Il n’a pas de fonction précise dans la société, il n’est pas ouvrier, employé, il n’est pas dans un cycle de production... Il reste un marginal, un artiste, un rêveur, par son "boulot". Dans sa tête, il est toujours à l’étranger. Il rêve d’être pris en charge. Ailleurs, il croit pouvoir avoir d’autres moyens de subsistances. Il veut partir pour échapper à une réalité qu’il refuse, qu’il se cache. Mais en même temps, il se montre hésitant. Dès le début du film, il parle de "raccrocher". Il est partagé entre faire le "saut", partir, ou se confronter à la dure réalité avec courage, celle de fonder un foyer, de se ranger. Il rencontre des gens qui viennent dans son pays s’offrir une part de rêve. Chacun rêve de ce qu’il n’a pas. Au départ, je voulais appeler le film "Rêves Brisés". Le client allemand, installé depuis seize ans à Sousse dit : "Si on veut aller au bout de ses rêves, on les brise". Nous vivons une époque où la plupart des jeunes rêvent de partir vers le nord. Pour eux, le Nord représente l’assurance de la sécurité à long terme. Le commissaire de police dit : "Vous voulez tous partir, et résultat, on a des clandestins, des taulards, des sidéens...". J’ai tenu à ce que cette phrase soit prononcée par un local, pour éviter toute lecture raciste. C’est là la dure réalité des faits.
Roufa a une double morale. Permissif sur ses actes, et répressif à l’extrême envers les siens, sa famille, sa fiancée.
Plus les garçons ont des relations faciles avec les femmes, plus ils craignent pour leurs propres femmes. Les hommes ne veulent pas l’avouer mais plus ils sont permissifs, plus ils sont jaloux. Ils ont peur. Peur que leurs femmes soient traitées de la même manière qu’ils utilisent les étrangères.
Que recherche Fred ? Il définit sa quête par : "C’est le voile invisible qui m’intrigue".

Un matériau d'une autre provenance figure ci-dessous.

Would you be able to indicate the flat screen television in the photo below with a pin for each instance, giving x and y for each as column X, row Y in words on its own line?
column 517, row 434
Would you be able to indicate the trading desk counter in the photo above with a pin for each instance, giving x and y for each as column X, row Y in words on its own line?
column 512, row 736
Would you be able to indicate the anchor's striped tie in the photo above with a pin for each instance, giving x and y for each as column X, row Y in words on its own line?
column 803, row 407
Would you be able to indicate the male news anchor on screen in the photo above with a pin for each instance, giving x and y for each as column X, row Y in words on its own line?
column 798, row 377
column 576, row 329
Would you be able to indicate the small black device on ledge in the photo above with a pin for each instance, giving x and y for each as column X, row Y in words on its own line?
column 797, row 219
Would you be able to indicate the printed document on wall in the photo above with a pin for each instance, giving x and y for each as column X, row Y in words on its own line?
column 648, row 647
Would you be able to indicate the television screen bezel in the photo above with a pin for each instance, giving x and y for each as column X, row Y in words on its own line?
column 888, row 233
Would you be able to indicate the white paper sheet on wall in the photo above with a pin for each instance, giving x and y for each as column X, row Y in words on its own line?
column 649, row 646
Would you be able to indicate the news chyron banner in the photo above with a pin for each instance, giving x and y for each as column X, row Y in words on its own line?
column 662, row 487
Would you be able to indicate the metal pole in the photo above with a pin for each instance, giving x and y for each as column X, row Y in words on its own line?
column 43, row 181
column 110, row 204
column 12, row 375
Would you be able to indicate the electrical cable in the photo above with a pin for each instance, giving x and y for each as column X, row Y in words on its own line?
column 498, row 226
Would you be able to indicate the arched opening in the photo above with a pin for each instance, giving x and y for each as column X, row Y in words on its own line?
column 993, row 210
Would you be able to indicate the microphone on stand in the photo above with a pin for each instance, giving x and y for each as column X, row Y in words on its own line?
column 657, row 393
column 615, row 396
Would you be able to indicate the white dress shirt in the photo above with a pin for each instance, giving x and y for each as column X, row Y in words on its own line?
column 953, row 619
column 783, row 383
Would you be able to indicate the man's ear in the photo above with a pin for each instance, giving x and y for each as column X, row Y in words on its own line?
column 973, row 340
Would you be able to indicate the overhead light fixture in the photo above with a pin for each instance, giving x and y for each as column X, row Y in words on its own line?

Fred a envie d’aller au bout du labyrinthe. A travers ce personnage de trouble fête, j’ai voulu montrer que l’arabe n’est pas le seul à troubler l’ordre des choses. Ma fascination pour Pasolini m’a inspiré ce personnage. Comme dans Théorème, Fred est un perturbateur, un révélateur. Le film est écrit du point de vue de l’oriental, j’ai choisi de me situer du côté des miens. Et l’occidental reste une énigme pour nous. Fred représente un peu le personnage du fou dans La Strada, il n’a pas idée du danger de ses actes. Il révèle la cassure qui existe entre Roufa et Khomsa et l’absurdité du double rapport entre eux.
D’autant plus perturbateur que Fred, en photographiant, se confronte à un pays où le tabou du regard est lié à l’interdit religieux.
Absolument. J’ai tenu à développer une scène où Fred risque de se faire casser la figure et confisquer son appareil, parce que l’image est un tabou et un interdit. Je ne suis pas croyant, mais tout le monde respecte ce principe de l’Islam : "Si vous pratiquez un vice, faites-le dans le secrêt". Cette phrase de Mahomet, qui n’est pas dans le Coran, a valeur de loi. Ce principe exprime parfaitement l’hypocrisie sur laquelle est construite la morale musulmane.
Khomsa est le personnage le plus perturbé, elle est partagée entre la tradition et l’avenir. Vous montrez parfaitement la condition d’une jeune femme musulmane émancipée.
Khomsa est le personnage le plus abouti, celui qui fait le plus de chemin à travers le film. Elle est jalouse et complice car elle n’ignore rien des agissements de Roufa. Et pour cette raison, elle utilise avec Roufa le chantage affectif. Mais dès la première scène, elle demande à Roufa : "Trouve un travail. Tu te fais des illusions, tu te mens, tu entraînes mon plus jeune frère. Et tu te fais toujours mettre à la porte par la vieille qui devait te garder en Europe...". Elle est lucide, mais elle l’aime ! Elle est partagée entre la peur et le désir. Elle tente de se débarrasser de la présence physique et intérieure de Roufa en s’approchant de Fred. Elle l’utilise. Khomsa est le seul personnage qui s’en sortira indemne.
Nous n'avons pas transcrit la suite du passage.